Os meios de comunicação criam e reforçam os status sociais de questões públicas, pessoas, organizações e movimentos sociais. Reparem que há uma forma de auto-reforço: ao mostrar uma entrevista com um especialistas, a TV (e o jornal reconhecem o status dessa pessoa (“Fulano é importante, por isso o trouxemos aqui”), ao mesmo tempo em que reforça esse status (“Fulano é importante por que apareceu na TV”).

b) execução de normas sociais

Aqui vemos uma idéia comum à teoria dos campos sociais. Os meios de comunicação têm a função de tornar públicos comportamentos privados. Aquilo que é “mais ou menos” aceito na vida particular pode causar constrangimentos na esfera pública e, desta forma, os meios de comunicação de massa acabam regulando o cumprimento das “normas sociais”, punindo os comportamentos desviantes.

Como vimos antes, o campo dos mídia atua como uma interface entre os diversos campos autônomos da modernidade, trazendo-os para a esfera pública onde lutam por legitimidade.

c) A disfunção narcotizante

ESSE É O TERMO MAIS FAMOSOS CRIADO PELOS AUTORES. Ao invés de uma “função” social, os meios de comunicação também possuem uma “disfunção”: eles colaboram para a inércia e a apatia das massas, impedindo-as de uma ação política efetiva. A INFORMAÇÃO NÃO SE CONVERTE EM AÇÃO.

Cada vez mais, as pessoas têm acesso a tudo o que se passa na esfera pública local e global, mas esse conhecimento é sempre superficial, fragmentado e não funciona como suporte para a tomada de decisões que efetivamente intervenham na vida pública.

As funções dos meios de comunicação, no panorama das relações de propriedade e operação:

Os meios de comunicação não são instituições plenamente autônomas. Eles dependem, entre outros fatores, de legislações e formas de propriedade. Teoricamente, implicam efeitos diversos se forem públicos ou privados. No caso do Brasil, existe a “concessão” para as ondas eletromagnéticas, mas qualquer pessoa pode ter um jornal, uma editora, uma gravadora. Aqui, predominam na mídia impressa as empresas familiares, regidas por uma lógica diferente das grandes corporações.

O texto trata exclusivamente dos meios de comunicação de propriedade privada, chamando a atenção para o fato que, nesse ambiente, seu maior objetivo é sempre o mesmo: o lucro.
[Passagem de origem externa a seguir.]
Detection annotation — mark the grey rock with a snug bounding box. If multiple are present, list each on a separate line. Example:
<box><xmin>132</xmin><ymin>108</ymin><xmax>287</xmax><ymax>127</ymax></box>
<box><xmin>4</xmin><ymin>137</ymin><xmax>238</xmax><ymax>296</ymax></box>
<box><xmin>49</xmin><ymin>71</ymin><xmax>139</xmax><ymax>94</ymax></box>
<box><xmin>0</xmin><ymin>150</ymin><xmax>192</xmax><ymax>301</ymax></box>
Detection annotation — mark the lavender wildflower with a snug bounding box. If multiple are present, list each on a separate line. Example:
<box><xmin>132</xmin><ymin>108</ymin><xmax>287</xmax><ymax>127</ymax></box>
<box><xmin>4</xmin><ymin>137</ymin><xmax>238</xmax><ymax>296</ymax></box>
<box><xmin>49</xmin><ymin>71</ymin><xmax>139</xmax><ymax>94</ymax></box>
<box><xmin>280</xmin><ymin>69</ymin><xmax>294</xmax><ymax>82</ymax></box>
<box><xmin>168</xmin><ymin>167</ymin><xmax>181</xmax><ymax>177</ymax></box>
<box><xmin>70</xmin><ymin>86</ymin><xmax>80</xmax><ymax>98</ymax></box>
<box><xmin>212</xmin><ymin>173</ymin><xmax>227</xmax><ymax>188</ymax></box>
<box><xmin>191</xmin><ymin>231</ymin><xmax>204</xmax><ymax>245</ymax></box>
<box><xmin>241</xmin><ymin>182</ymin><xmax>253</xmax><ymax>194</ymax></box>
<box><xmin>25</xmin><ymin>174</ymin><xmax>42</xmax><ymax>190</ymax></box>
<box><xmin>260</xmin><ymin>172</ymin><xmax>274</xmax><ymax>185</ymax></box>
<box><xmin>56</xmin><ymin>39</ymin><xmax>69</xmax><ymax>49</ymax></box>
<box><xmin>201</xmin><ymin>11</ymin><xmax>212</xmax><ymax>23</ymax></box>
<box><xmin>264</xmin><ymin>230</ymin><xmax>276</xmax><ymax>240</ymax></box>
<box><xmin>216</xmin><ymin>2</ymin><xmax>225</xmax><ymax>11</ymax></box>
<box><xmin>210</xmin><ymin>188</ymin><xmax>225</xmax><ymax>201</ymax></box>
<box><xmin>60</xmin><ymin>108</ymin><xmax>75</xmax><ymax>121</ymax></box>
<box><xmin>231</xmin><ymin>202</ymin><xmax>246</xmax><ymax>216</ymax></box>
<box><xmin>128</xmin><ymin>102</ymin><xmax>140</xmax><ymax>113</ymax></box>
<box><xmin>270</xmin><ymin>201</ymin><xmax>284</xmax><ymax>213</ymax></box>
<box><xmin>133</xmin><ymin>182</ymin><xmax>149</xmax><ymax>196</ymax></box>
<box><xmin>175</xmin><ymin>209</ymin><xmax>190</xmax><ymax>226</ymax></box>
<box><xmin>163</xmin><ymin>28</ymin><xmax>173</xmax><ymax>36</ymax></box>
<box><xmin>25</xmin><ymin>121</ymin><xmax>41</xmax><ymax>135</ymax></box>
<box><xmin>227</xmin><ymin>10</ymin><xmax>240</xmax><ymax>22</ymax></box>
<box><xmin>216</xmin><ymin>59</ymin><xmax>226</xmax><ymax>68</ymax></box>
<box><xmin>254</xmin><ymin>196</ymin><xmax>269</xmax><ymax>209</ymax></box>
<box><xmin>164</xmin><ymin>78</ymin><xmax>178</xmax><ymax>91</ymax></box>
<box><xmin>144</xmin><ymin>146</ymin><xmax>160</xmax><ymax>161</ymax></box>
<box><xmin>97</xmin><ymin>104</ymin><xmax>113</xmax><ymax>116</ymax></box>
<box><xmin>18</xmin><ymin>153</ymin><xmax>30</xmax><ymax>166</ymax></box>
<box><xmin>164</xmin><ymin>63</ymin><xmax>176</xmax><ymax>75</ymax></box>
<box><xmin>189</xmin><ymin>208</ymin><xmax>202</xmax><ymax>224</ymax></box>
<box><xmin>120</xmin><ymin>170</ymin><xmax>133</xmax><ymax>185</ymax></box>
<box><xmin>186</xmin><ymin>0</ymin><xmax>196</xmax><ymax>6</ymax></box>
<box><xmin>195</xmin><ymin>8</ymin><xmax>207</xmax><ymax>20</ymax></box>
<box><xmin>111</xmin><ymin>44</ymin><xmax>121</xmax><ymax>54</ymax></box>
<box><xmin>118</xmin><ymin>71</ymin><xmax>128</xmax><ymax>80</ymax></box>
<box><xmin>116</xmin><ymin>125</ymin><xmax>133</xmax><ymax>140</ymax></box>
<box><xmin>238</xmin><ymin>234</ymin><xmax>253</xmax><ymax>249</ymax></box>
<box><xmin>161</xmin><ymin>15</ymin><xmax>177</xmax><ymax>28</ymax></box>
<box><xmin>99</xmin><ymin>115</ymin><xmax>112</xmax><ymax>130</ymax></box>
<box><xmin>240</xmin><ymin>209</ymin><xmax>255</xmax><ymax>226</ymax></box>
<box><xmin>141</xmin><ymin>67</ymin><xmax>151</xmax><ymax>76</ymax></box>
Assim, eles cumprem 3 funções:

a) Conformismo social

Os meios de comunicação de massa sobrevivem graças ao capitalismo e, portanto, colaboram sempre para a perpetuação das relações capitalistas. Por serem propriedade privada, enaltecem a propriedade privada. Por serem os porta-vozes da “opinião pública”, defendem a “liberdade de imprensa” como uma garantia democrática.

Mesmo que, eventualmente, divulguem críticas à organização social e econômica da sociedade o fazem apenas dentro de limites toleráveis, que não chegam a arranhar seus próprios interesses.

b) Impacto sobre o gosto popular

Os meios de comunicação em massa, para obter lucro, têm que atingir sempre o maior número possível de pessoas. Sobrevivem graças à economia de escala, ou seja, graças aos números de audiência que pagam pelos seus produtos e são oferecidos como moeda de troca aos anunciantes. Assim, são obrigados a promover uma simplificação de seus conteúdos a fim de serem compreendidos e aceitos pelo “cidadão médio” (medíocre).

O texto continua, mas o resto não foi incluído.